[FOM] New Proof of Fundamental Theorem of Arithmetic

Vaughan Pratt pratt at cs.stanford.edu
Wed Sep 16 10:24:45 EDT 2009

joeshipman at aol.com wrote:
> Since this proof does not use division with remainder or GCD, and since 
> the proof of the Jordan-Holder theorem is completely abstract and 
> involves only the group operation, and doesn't depend on any properties 
> of rings which have two operations, should this be counted as 
> essentially different from the usual proofs?

Ah, very nice.  I'm glad I included "I'm aware of" in my original 
statement "All proofs I'm aware of seem to boil down to one version or 
another of Euclid's GCD algorithm."

There's no need to appeal to the generality of Jordan-Holder, which (for 
finite groups) amounts to the observation that all paths in the modular 
lattice of normal subgroups of a finite group are isomorphic up to 
permutation.  For abelian groups this lattice is distributive, but 
restricting the argument to that case doesn't make the proof any less 

The essential number-theoretic claim here is that the divisors of n form 
a finite distributive lattice which moreover is a product of chains. 
Your Jordan-Holder argument amounts to showing that for any two divisors 
a,b of n, the diamond with lcm(a,b) and gcd(a,b) at top and bottom and 
a,b at the sides commutes in the sense that lcm(a,b)/a = b/gcd(a,b) 
(from which it follows that lcm(a,b)gcd(a,b) = ab but this isn't needed).

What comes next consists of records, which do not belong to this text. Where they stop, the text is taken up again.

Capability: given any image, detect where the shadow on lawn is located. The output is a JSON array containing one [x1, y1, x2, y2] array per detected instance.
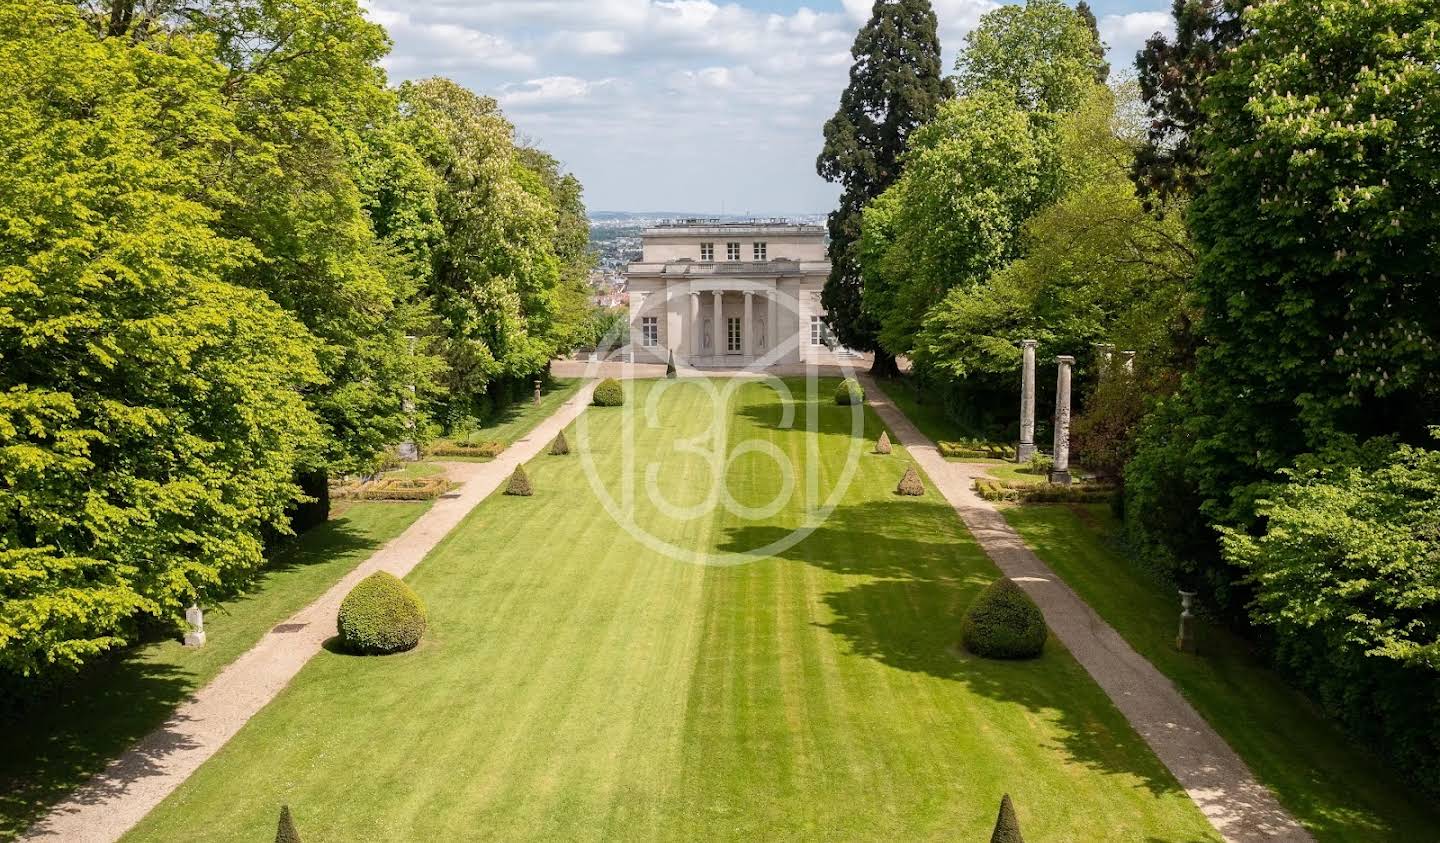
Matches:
[[714, 496, 1191, 800], [0, 518, 382, 839]]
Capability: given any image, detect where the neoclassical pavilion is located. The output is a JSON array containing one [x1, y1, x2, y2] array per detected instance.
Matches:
[[626, 220, 834, 367]]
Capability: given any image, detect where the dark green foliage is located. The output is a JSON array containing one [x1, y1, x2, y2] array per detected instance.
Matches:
[[1075, 1, 1109, 83], [835, 378, 865, 406], [963, 578, 1046, 659], [287, 469, 332, 536], [276, 805, 301, 843], [592, 378, 625, 407], [505, 465, 533, 497], [895, 466, 925, 497], [875, 431, 892, 455], [817, 0, 949, 372], [666, 350, 677, 379], [1131, 0, 1244, 205], [336, 572, 426, 655], [1072, 365, 1149, 483], [990, 793, 1024, 842], [549, 431, 569, 456]]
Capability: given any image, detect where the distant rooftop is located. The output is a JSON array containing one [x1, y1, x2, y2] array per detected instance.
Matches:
[[649, 217, 820, 230]]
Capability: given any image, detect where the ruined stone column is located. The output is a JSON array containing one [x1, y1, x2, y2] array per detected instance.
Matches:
[[1017, 339, 1038, 462], [1122, 350, 1136, 373], [689, 292, 702, 358], [184, 604, 206, 647], [1096, 343, 1115, 379], [1051, 355, 1075, 485], [712, 290, 723, 361], [743, 291, 755, 360]]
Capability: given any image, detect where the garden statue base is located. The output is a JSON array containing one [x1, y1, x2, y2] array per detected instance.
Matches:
[[1016, 443, 1036, 462], [1048, 469, 1072, 486], [1177, 615, 1198, 654], [397, 441, 419, 461]]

The argument based on Jordan-Holder represents each divisor a of n as 
the order of the subgroup A = (n/a)Z_n of Z_n (so in particular n is 
represented as Z_n and 1 as the singleton nZ_n).  In this representation 
lcm(a,b) is represented as the group A+B = {a+b | a in A and b in B} 
(the addition being that of Z_n) while gcd(a,b) is represented as A&B = 
{a | a in A and a in B}, both being subgroups of Z_n.

The trick is to compose the epi m: Z_n --> Z_n/B defined as m(i) = i mod 
n/b with the inclusion i: A --> Z_n and observe that ker(mi) is A&B 
(intersection of A and B, the representation of gcd(a,b)) while im(mi) 
consists of the elements of (A+B)/B (as elements of Z_{n/b}).  But for 
any group homomorphism f: G --> H, im(f) ~ dom(f)/ker(f), here (A+B)/B ~ 
A/(A&B).  That is, lcm(a,b)/b = a/gcd(a,b).

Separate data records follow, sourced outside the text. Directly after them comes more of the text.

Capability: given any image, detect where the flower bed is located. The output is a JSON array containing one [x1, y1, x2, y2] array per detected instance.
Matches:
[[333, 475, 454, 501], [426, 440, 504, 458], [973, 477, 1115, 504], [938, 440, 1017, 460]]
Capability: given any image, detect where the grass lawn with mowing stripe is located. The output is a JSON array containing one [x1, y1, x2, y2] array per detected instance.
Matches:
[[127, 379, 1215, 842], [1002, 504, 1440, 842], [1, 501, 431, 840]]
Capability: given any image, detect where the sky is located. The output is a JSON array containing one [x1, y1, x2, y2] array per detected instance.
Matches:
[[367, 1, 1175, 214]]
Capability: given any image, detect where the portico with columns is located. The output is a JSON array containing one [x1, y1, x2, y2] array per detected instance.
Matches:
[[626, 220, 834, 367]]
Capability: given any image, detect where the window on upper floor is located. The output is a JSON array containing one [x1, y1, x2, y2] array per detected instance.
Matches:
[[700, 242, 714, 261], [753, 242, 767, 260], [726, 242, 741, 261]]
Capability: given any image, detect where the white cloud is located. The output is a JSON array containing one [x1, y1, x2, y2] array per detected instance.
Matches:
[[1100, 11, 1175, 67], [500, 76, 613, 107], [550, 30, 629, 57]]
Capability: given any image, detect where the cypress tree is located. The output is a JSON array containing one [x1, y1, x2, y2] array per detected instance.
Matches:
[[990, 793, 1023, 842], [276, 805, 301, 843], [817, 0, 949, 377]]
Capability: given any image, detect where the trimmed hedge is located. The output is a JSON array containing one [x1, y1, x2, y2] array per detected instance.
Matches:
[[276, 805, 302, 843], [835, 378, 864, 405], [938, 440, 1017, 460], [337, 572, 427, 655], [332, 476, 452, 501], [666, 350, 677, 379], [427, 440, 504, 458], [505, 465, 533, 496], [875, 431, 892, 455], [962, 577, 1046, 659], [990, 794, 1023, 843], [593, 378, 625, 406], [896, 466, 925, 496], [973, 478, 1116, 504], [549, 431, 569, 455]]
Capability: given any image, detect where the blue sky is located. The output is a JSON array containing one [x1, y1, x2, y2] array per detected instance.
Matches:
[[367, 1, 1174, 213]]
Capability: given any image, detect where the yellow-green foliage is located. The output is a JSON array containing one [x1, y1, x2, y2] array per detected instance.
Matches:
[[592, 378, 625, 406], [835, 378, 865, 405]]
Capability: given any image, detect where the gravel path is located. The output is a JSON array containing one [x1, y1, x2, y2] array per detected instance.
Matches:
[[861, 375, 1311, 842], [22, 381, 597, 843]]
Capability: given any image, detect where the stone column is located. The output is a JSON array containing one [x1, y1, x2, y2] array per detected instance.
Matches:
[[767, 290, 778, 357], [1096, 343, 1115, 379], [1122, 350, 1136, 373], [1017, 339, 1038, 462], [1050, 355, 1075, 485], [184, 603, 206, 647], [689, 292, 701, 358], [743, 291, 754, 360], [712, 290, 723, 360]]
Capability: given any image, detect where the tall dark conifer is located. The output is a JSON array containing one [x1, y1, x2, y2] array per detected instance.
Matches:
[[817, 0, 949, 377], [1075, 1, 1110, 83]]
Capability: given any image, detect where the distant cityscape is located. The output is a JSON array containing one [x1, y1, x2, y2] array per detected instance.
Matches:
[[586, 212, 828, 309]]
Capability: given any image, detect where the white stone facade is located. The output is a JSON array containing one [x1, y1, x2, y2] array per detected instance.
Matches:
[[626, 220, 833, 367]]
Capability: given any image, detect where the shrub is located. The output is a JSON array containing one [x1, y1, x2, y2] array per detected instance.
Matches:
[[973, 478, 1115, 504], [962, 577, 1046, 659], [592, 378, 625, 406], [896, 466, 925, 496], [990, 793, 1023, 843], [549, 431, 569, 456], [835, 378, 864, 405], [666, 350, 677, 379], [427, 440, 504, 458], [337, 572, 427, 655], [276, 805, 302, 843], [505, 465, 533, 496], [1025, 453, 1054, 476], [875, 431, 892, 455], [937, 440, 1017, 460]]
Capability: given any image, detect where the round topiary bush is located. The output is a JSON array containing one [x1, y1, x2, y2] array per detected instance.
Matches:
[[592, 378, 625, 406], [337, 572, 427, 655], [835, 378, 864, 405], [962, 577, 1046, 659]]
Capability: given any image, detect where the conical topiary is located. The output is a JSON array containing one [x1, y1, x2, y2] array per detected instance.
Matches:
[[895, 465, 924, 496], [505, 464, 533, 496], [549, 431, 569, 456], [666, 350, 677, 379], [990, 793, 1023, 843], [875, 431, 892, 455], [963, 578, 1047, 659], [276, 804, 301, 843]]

Even without the applicability of Jordan-Holder to belian groups (as 
Peter Freyd likes to call nonabelian groups) this is still clearly a 
different proof from those that appeal to some version of Bezout's Identity.

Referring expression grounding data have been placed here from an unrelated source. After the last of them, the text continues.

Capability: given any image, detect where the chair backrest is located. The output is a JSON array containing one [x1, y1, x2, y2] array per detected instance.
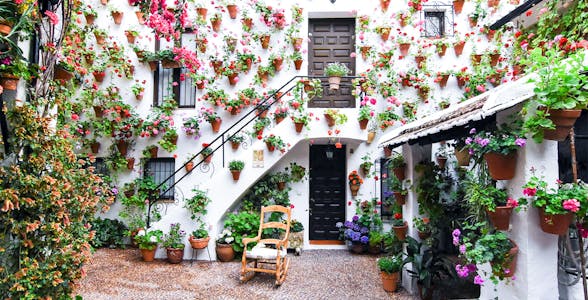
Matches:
[[257, 205, 292, 240]]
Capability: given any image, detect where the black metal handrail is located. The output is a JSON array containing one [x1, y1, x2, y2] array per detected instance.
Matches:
[[146, 75, 365, 227]]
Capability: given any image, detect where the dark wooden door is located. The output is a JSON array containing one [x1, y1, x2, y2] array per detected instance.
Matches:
[[308, 18, 355, 108], [309, 144, 346, 241]]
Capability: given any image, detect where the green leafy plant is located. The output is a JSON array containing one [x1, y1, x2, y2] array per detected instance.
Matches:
[[263, 134, 286, 150], [134, 229, 164, 250], [90, 218, 128, 249], [222, 211, 260, 252], [378, 254, 403, 274], [518, 174, 588, 215], [229, 160, 245, 171], [184, 189, 211, 220], [288, 162, 307, 182], [290, 219, 304, 232], [162, 223, 186, 249], [369, 231, 384, 247], [324, 61, 350, 77], [388, 151, 406, 169], [377, 108, 400, 130], [324, 108, 348, 125]]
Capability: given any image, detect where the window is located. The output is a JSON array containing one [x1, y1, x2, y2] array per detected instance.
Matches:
[[380, 158, 394, 221], [144, 158, 175, 201], [424, 11, 445, 37], [155, 32, 197, 108], [92, 158, 109, 177]]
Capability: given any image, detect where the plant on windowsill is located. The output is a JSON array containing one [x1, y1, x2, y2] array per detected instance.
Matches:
[[229, 159, 245, 181], [324, 62, 350, 90], [162, 223, 186, 264]]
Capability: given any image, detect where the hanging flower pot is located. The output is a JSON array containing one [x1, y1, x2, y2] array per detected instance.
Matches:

The simple core of the latter class of proofs is that if pr = qs with 
primes p<q consists of two disjoint lists of primes then p does not 
appear in any factorization of the right hand side of p(r-s) = (q-p)s. 
The counterpart of that core for this Jordan-Holder proof seems to me to 
be the equally simple observation that lcm(p,q) = pq when p and q are 
prime, from which FT Arith follows straightforwardly.  This is 
essentially different from Euclid's Lemma, that if p divides ab then it 
divides one of a or b, usually proved from Bezout's Identity.

So I would say a proof of FT Arith via lcm(p,q) = pq, whether proved 
using the abstract-nonsense Jordan-Holder argument or by some more 
elementary number-theoretic argument, is different from the various 
proofs via Bezout's Identity in one or another disguise.

I looked in a few places but couldn't find this argument.  It must 
surely be somewhere---what does Conway think?  If not then you ought to 
put it in something like the College Mathematics Journal for the record.